Corporate

In Conversation with Eduard van Gelderen, CIO at PSP Investments: Connecting to What Matters

Eduard van Gelderen, PSP’s CIO since 2018, leads the organisation’s Total Fund Strategy Group — overseeing multi-asset class investment strategies, total fund allocations, and exposures in terms of asset classes, geographies and sectors. He is also in charge of responsible investment, government relations, and public policy functions.

Senior Vice President and Chief Investment Officer, PSP Investments: Eduard van Gelderen

What’s your view of this year’s return?

It was a good year for PSP Investments, with a one-year net rate of return of 18.4 percent — the best in 10 years. Public equities recorded very strong performance amid the recovery that followed the COVID-19-induced decline in global equity markets at the end of the previous fiscal year.

A comparison over PSP’s longer investment horizon is also particularly meaningful. PSP’s return of 8.9 percent over the past 10 years exceeds the Reference Portfolio’s 8.2 percent return, which indicates that we continue to fulfil our objective of adding value through portfolio construction and active investment activities.

What impact did COVID-19 have on investment deal making and due diligence?

Interestingly, it didn’t slow us down. It simply challenged us to be more creative and find different ways to get things done. Our teams adjusted quickly to the new reality of remote working and were able to continue doing business. When they couldn’t travel to conduct due diligence on an investment, they relied on trusted partners.

What steps have you taken to embed responsible investment into PSP’s investment process?
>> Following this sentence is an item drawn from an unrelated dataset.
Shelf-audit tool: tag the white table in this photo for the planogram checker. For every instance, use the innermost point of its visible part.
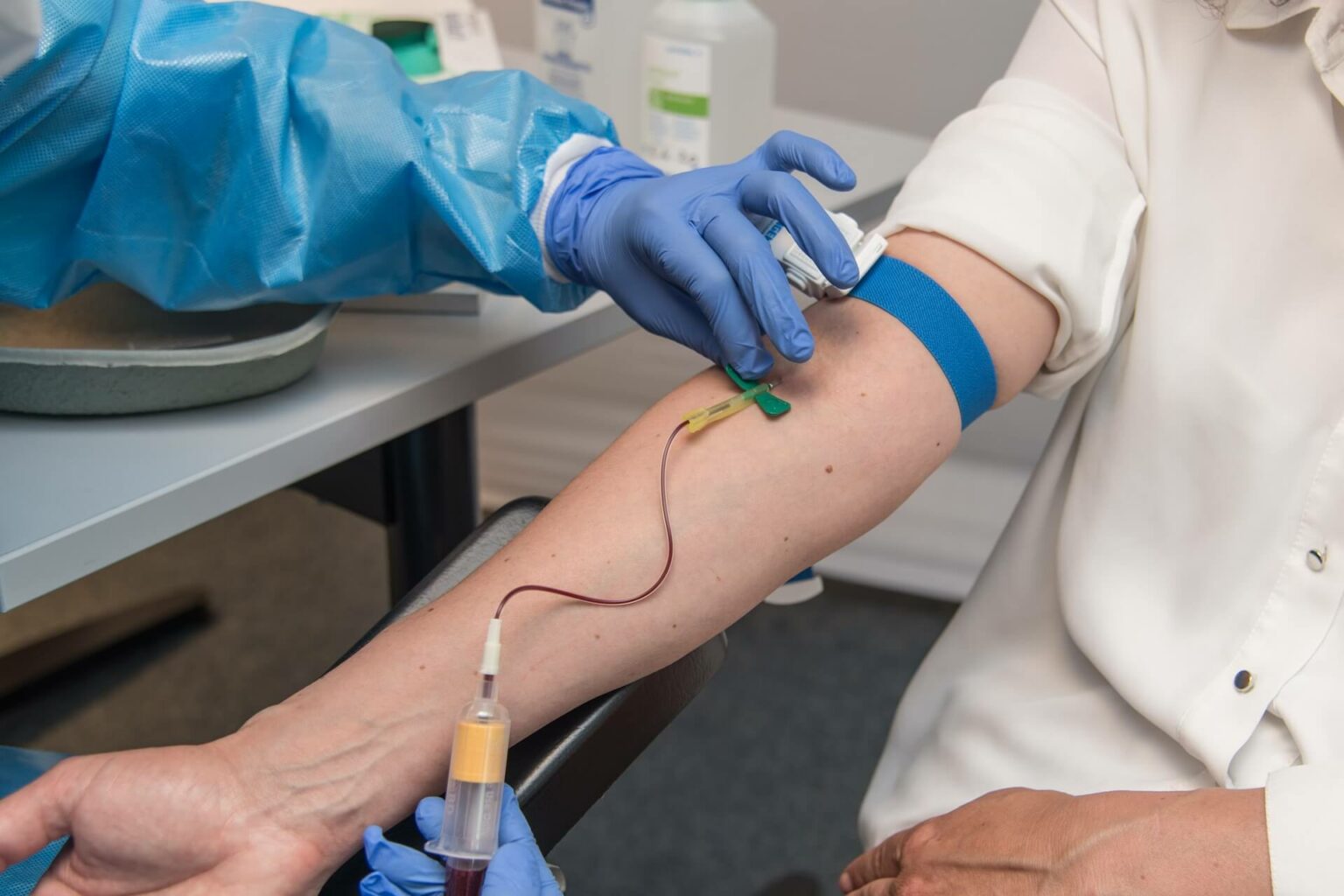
(80, 494)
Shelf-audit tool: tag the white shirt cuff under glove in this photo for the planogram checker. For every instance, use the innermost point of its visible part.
(556, 170)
Responsible investment has been an integral part of our investment process for many years — every transaction submitted to our investment committee includes an ESG assessment. For private markets, we assessed more than 140 direct investment opportunities from an ESG perspective — focusing mainly on employee health and safety, labour practices, business ethics, cybersecurity and climate change risks.

For public markets, we supported more than 150 ESG assessments, with proxy voting and engagement activities related to listed companies continuing to be an important area of focus too. I am very impressed that we were able to do all this in a work-from-home environment.

A significant part of our work is developing tools to harness and capitalise on the increasing amounts of ESG data available to us. This data will enable our ESG activities to become more fact-based. These new tools not only improve our capacity to assess risks but are also being used to help identify investment opportunities that arise in an ever-evolving landscape. This is a second important shift in our ESG approach. Our climate change toolkit helps our investment professionals assess climate-related risks and opportunities in all our private market investment opportunities. We are very keen to understand and adequately assess the investment opportunities and assets related to the energy transition, as well as low-carbon assets.

This is why we assembled a multi-asset class deal team — the Climate Working Group — to determine actionable investment opportunities and to start due diligence on a select number of them.